By Emily Davis July 2, 2026 4:21 pm
reprintsParents’ back-to-school budgets are up nearly 12 percent this year, according to JLL’s 2026 Back-to-School Survey, and that’s good news for discount stores.
The report, released Thursday, saw the dollar store sector enter the survey’s top 10 list of parents’ most-cited shopping destinations. The sector’s rising star comes as Americans continue to tighten belts in the face of inflation.
The brokerage’s online survey collected responses from 1,022 U.S. parents with children between the ages of 5 and 18. Its release coincides with the July back-to-school shopping surge, when 27 percent of surveyed parents plan to check off their children’s classroom wish lists.
Over 90 percent of parents plan to shop at physical stores this year, according to the survey, and dollar stores and mass merchants dominated their spending plans. The popularity of cheaper retailers such as Dollar Tree and Walmart are no surprise –– the report found school shopping budgets rising 11.7 percent from last year, up to an average of $489 per child. The uptick runs well ahead of the current U.S. inflation rate of around 4 percent.
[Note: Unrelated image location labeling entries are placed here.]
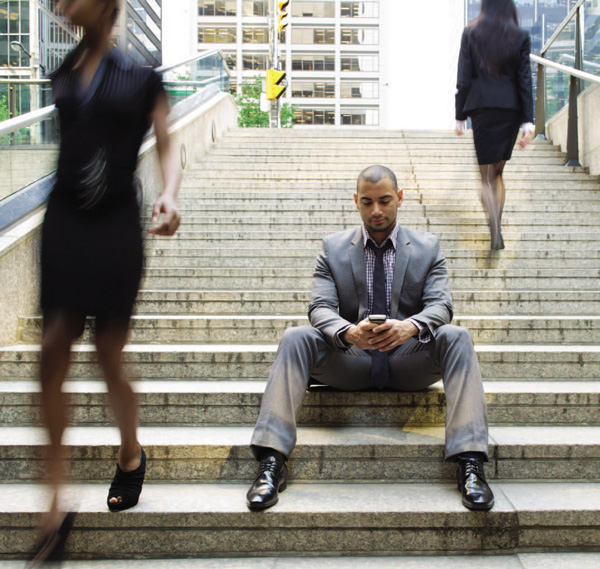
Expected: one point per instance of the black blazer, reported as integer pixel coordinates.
(478, 89)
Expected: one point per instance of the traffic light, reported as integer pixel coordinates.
(282, 15)
(274, 87)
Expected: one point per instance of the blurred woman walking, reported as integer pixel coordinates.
(92, 251)
(494, 89)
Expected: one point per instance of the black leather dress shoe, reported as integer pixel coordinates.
(271, 480)
(476, 494)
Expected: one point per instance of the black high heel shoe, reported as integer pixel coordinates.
(51, 548)
(127, 486)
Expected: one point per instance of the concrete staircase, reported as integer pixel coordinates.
(368, 478)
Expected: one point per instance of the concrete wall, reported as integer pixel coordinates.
(21, 166)
(20, 244)
(588, 111)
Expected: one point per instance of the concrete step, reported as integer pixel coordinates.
(349, 174)
(537, 188)
(302, 257)
(478, 241)
(282, 302)
(423, 223)
(297, 278)
(198, 520)
(234, 402)
(251, 361)
(241, 329)
(344, 453)
(569, 560)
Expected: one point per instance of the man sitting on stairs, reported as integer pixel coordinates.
(380, 314)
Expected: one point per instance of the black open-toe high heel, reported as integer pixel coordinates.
(127, 486)
(51, 548)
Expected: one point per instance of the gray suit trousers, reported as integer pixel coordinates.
(304, 353)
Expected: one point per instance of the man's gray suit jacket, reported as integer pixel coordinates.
(420, 288)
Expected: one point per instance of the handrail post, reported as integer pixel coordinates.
(12, 109)
(540, 104)
(574, 90)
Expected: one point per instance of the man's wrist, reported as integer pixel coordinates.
(346, 335)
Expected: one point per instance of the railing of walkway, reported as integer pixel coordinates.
(571, 56)
(29, 140)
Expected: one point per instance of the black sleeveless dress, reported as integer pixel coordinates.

“Families are seeking retailers that respect their time and budgets, which explains why 68.7 percent cite saving money, and 35.1 percent prioritize finding the full school list in one place,” James Cook, JLL’s Americas director of retail research, said in a statement.
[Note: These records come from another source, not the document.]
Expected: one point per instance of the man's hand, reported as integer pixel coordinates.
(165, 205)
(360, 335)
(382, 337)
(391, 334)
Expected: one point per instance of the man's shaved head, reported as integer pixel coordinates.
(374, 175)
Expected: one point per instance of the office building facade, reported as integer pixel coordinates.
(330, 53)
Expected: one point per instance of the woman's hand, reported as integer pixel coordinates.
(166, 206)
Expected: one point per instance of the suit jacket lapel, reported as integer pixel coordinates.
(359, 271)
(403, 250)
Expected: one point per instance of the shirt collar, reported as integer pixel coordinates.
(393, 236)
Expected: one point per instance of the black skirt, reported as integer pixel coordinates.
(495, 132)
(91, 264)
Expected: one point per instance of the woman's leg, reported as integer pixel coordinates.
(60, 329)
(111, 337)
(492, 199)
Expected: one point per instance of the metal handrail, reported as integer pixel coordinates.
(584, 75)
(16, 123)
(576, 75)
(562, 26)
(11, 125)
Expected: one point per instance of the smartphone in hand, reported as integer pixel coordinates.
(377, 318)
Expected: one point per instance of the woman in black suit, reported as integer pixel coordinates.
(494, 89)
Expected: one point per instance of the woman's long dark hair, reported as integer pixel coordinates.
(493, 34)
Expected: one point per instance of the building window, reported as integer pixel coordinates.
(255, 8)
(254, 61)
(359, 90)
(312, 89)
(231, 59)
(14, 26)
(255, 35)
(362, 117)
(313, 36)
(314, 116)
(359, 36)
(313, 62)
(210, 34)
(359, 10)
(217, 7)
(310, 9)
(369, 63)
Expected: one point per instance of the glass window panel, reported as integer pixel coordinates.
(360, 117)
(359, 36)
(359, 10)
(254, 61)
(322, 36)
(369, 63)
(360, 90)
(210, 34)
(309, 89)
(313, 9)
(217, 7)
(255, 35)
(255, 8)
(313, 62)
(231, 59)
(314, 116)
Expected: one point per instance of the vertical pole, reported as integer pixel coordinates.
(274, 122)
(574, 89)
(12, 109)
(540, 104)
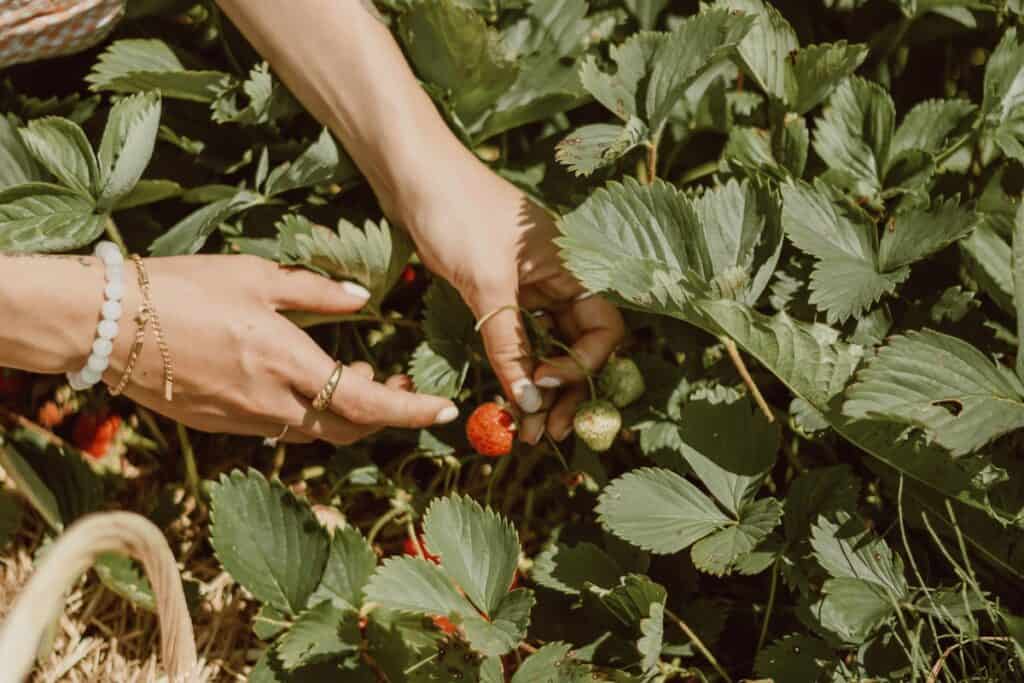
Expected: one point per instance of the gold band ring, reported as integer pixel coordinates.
(323, 398)
(272, 440)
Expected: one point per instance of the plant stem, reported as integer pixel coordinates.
(697, 643)
(651, 162)
(769, 608)
(697, 172)
(737, 360)
(192, 472)
(115, 235)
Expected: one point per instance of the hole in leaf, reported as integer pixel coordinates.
(951, 406)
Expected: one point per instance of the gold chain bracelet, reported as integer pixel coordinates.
(147, 313)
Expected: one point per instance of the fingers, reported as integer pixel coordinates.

The largest budget hike was found among middle-income families, who raised their spending expectations roughly 20 percent this year to $495 per child. The number of discretionary items on parents’ shopping lists fell in kind for the second consecutive year, meaning fewer fidget spinners and novelty pens will be landing in shopping carts.
Consumers are shopping more strategically, the report said, with stores like Dollar General and Dollar Tree gaining ground for their discounts, and mass retailers like Walmart taking the top spot for their one-stop-shop convenience. Walmart popularity rose 22.5 percentage points to reach 77.3 percent of parents surveyed, according to JLL.
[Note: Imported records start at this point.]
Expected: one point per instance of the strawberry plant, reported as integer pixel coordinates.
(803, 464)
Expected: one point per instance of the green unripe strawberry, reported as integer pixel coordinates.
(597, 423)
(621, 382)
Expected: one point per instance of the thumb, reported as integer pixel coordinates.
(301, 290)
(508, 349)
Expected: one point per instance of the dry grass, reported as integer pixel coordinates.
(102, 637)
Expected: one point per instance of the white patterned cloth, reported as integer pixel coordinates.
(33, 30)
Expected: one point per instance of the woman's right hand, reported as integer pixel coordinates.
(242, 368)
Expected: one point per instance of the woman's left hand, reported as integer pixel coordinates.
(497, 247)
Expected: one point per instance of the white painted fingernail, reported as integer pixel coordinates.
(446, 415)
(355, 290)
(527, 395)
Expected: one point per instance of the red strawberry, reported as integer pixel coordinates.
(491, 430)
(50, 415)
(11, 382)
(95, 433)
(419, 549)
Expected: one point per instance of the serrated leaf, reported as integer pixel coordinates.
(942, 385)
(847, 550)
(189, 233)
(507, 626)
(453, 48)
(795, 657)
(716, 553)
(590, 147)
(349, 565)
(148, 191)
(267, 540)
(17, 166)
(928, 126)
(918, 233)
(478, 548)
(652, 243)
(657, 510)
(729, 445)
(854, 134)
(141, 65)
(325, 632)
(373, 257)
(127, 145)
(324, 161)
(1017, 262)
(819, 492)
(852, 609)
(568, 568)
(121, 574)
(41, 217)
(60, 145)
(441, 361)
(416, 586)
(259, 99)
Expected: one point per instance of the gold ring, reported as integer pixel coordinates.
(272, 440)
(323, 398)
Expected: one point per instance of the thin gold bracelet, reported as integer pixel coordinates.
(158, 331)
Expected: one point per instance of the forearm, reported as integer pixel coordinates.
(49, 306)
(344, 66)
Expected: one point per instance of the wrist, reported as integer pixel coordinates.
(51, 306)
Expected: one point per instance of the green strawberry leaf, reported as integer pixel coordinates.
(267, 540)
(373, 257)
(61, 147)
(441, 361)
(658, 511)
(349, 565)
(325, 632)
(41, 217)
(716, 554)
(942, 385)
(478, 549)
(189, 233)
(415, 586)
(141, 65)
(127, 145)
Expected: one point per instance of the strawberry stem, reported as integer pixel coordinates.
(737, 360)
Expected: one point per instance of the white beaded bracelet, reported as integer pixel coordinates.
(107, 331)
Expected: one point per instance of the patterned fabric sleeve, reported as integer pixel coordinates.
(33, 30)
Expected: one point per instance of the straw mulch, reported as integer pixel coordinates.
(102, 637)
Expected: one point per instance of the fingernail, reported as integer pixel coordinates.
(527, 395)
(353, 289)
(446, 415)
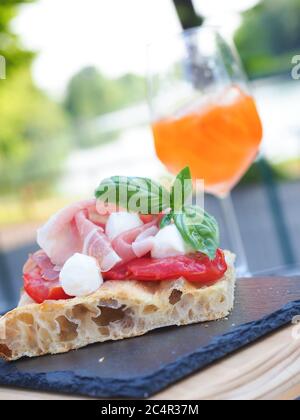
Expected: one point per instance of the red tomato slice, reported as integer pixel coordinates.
(194, 268)
(40, 289)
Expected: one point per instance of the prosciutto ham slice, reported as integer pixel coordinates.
(70, 231)
(95, 242)
(79, 228)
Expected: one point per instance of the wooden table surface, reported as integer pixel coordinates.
(268, 369)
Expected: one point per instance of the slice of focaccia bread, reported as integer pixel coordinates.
(119, 309)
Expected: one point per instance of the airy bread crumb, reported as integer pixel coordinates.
(119, 309)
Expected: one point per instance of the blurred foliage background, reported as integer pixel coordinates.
(37, 133)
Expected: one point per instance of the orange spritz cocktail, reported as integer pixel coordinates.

Catchall shopping centers that offer budget-friendly options alongside more speciality stores are predicted to win out in this year’s school shopping sprees, coinciding with the increasing dominance of inflated gas prices over household budgets.
“Centers that anchor on value formats while offering specialty depth can capture both high-volume traffic and high-spending customers,” Naveen Jaggi, president of JLL’s retail advisory services, said in a statement. “The winners will be landlords who intentionally curate for both ends of this barbell.”
Emily Davis can be reached at edavis@commercialobserver.com.
Sentinel — Human
This text exhibits the polished structure and formal tone of professional journalism, making it likely human-authored or heavily edited. The statistical claims appear sourced but require external verification of the JLL report.